Gelukkig, overgelukkig is die jonge moeder, met den kleinen, woelzieken bengel op den schoot! Hij heeft den zilveren klater en den bal weggeworpen en verlustigt zich nu met zijne oudere zuster, terwijl de moeder met welgevallen de snelle bewegingen van den lieveling nagaat.
Het onderwerp is oud, misschien al te veel en te alledaags behandeld, en echter zien wij het altijd met eene zekere voldoening terug, ten minste als wij niet gedwongen zijn een paar dozijn moeders met kinderen, in ééne enkele tentoonstelling, te zien - zooals wel eens plaats had.

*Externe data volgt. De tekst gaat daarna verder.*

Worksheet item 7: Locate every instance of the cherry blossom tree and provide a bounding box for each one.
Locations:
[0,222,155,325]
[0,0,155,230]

Wie aan moederlijk geluk denkt, moet ook aan het prachtige gedicht van Nicolaas Beets denken, en met dezen gevoelvollen zanger herhalen:
De moederliefde is onuitspreeklijk groot;
Een rijke bron die nimmer draalt te vloeien;
Een eeuwig vuur dat nooit ontbreekt te gloeien;
Een lang gebed van 't kraambed tot den dood.
En verder als hij tot de moeder zegt:
Welnu! eens zij dit borstsieraad uw kroon!
Eens moog' dat wicht uw ouderdom beschermen!
Thans hangt het zwak en machtloos in uw armen;
Hang eenmaal trotsch aan d'arm van uwen zoon!
Ja, dat is wel de droom van ieder moeder; doch helaas! hoe dikwijls wordt die droom te leur gesteld, en vergeldt de zoon, groot geworden, de eindelooze liefde der moeder met ondank, en is het juist hij, dien zij als de nagel harer doodkist zou moeten beschouwen!
Doch waarom dit stille en gelukkige tafereel, door eene nog verwijderde toekomst verdonkeren? Waarom, met die jonge moeder, niet genieten van het heden, zonder ons nog om de toekomst, die maar al te spoedig kan aanbreken, te bekommeren!